Alors que 51 % des Français considèrent que les entreprises doivent être utiles pour la société dans son ensemble, leur utilité sociale et environnementale n’est que peu reconnue dans le droit français. Ainsi, la notion d’ « entreprise à mission », qui a pris forme aux Etats Unis sous le nom de « Benefit Corporations », n’est pas formalisée en France par un statut juridique spécifique, et ce, même si plusieurs propositions avaient déjà été faites dans ce sens. On peut citer notamment l’idée de Société à Objet Social Etendu (SOSE) issue des recherches menées par l’École des Mines de Paris et le Collège des Bernardins, qui proposaient un modèle accessible à toute société (SA, SARL, SAS, etc.) dont la finalité différente, d’ordre humaine, sociale ou environnementale, serait supplémentaire à la recherche de profit.loi pacte

Aussi, de façon un peu caricaturale et avant les propositions du rapport de Nicole Notat et Jean-Dominique Senard pour la loi PACTE, l’économie du secteur privé distinguait finalement deux mondes, celui des entreprises à but lucratif assumé, versus celui de l’économie sociale et solidaire correspondant à de multiples statuts, associatifs, coopératifs, ou encore mutualistes…

Par ailleurs, l’arrivée des nouvelles technologies et la possibilité pour tous de se mettre en relation via des plateformes digitales pour échanger des biens ou des services a vu l’émergence de la notion d’économie dite collaborative.

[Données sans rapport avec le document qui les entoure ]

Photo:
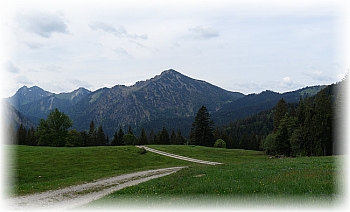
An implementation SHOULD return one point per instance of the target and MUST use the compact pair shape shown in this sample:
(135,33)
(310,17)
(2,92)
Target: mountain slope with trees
(168,100)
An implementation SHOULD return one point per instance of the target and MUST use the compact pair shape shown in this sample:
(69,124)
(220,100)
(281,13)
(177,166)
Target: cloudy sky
(245,46)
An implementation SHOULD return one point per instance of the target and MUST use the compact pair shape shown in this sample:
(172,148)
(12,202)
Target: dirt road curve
(75,196)
(178,156)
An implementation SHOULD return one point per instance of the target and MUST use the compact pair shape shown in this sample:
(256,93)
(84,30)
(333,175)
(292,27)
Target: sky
(241,46)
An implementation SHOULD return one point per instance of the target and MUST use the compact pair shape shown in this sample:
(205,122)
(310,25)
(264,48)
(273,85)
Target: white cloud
(42,23)
(287,81)
(317,75)
(108,28)
(80,83)
(10,67)
(52,68)
(122,52)
(34,45)
(118,31)
(204,32)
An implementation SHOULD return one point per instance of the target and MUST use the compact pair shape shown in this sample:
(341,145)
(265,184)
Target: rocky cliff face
(26,95)
(169,94)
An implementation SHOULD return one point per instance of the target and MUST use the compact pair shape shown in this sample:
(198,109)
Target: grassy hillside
(40,169)
(246,175)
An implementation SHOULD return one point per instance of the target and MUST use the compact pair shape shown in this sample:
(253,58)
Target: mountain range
(169,100)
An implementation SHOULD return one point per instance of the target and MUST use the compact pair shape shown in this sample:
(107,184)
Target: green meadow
(38,169)
(245,175)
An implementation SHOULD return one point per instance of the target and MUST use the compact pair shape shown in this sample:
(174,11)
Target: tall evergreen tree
(21,135)
(120,137)
(53,131)
(151,137)
(92,137)
(179,138)
(143,137)
(164,137)
(202,128)
(280,111)
(100,137)
(173,137)
(130,131)
(322,122)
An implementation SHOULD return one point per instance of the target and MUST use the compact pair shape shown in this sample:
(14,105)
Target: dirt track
(178,156)
(75,196)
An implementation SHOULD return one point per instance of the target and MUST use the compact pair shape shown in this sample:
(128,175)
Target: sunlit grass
(245,174)
(37,169)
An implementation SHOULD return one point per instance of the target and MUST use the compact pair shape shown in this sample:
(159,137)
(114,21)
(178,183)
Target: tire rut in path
(74,196)
(179,157)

Souvent associée à l’économie du partage (qui ne vise aucun objectif lucratif mais strictement la mutualisation des ressources et leurs usages, plutôt que la possession), l’économie collaborative recouvre en fait plusieurs réalités.

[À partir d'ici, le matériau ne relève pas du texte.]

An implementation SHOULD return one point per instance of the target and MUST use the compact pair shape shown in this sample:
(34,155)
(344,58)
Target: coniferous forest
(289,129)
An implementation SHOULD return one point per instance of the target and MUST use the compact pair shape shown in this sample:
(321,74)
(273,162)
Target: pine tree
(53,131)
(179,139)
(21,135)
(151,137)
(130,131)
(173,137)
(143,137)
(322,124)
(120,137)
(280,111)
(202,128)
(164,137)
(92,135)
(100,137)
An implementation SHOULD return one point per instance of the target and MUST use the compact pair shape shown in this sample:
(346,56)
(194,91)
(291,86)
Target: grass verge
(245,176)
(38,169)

Ainsi des acteurs comme Uber ou AirBnB sont souvent associés à l’économie collaborative alors que leur logique relève davantage de ce que les économistes appellent le capitalisme de plateformes, tirant de la valeur de ce qui relevait auparavant du social, sans la redistribuer équitablement, voire en générant de la précarité (notamment pour les travailleurs).

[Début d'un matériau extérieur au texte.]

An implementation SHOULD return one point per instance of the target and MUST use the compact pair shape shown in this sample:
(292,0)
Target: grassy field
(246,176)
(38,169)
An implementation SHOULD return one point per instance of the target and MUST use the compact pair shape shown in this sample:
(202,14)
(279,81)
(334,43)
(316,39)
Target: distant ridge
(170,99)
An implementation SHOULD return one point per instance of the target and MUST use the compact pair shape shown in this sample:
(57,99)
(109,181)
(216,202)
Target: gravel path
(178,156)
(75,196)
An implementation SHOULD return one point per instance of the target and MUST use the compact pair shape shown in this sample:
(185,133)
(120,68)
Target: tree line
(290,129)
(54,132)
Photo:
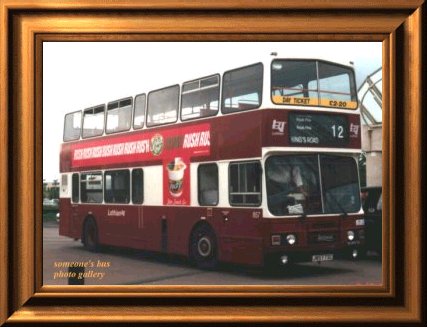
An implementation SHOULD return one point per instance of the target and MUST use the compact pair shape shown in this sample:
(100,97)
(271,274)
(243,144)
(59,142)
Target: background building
(370,96)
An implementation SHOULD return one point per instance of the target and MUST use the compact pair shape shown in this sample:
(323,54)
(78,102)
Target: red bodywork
(243,234)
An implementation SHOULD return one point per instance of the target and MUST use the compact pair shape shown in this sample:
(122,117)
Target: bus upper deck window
(312,83)
(72,125)
(242,89)
(162,106)
(139,111)
(119,115)
(336,86)
(200,98)
(93,121)
(294,82)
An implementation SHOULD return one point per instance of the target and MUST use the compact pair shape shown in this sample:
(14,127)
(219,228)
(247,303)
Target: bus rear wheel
(90,235)
(203,247)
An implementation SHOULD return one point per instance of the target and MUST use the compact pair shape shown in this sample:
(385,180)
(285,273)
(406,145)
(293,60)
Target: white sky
(78,75)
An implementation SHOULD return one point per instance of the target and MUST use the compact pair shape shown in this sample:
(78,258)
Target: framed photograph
(219,146)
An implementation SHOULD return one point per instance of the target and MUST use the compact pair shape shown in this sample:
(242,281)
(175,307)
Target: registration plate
(321,258)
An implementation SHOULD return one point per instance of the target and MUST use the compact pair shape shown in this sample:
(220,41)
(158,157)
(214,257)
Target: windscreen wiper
(344,213)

On est loin ici du modèle de partage des systèmes d’échanges locaux (ou SEL) basés sur la proximité et le troc de biens ou de services (l’unité d’échange étant le plus souvent, le temps passé à effectuer le service : une personne échange par exemple des cours d’informatique contre la peinture de sa maison). Certaines de ces plateformes toutefois s’inscrivent réellement dans le modèle d’économie sociale et solidaire, dans le but d’encourager une consommation plus responsable et de renforcer le lien social entre les utilisateurs.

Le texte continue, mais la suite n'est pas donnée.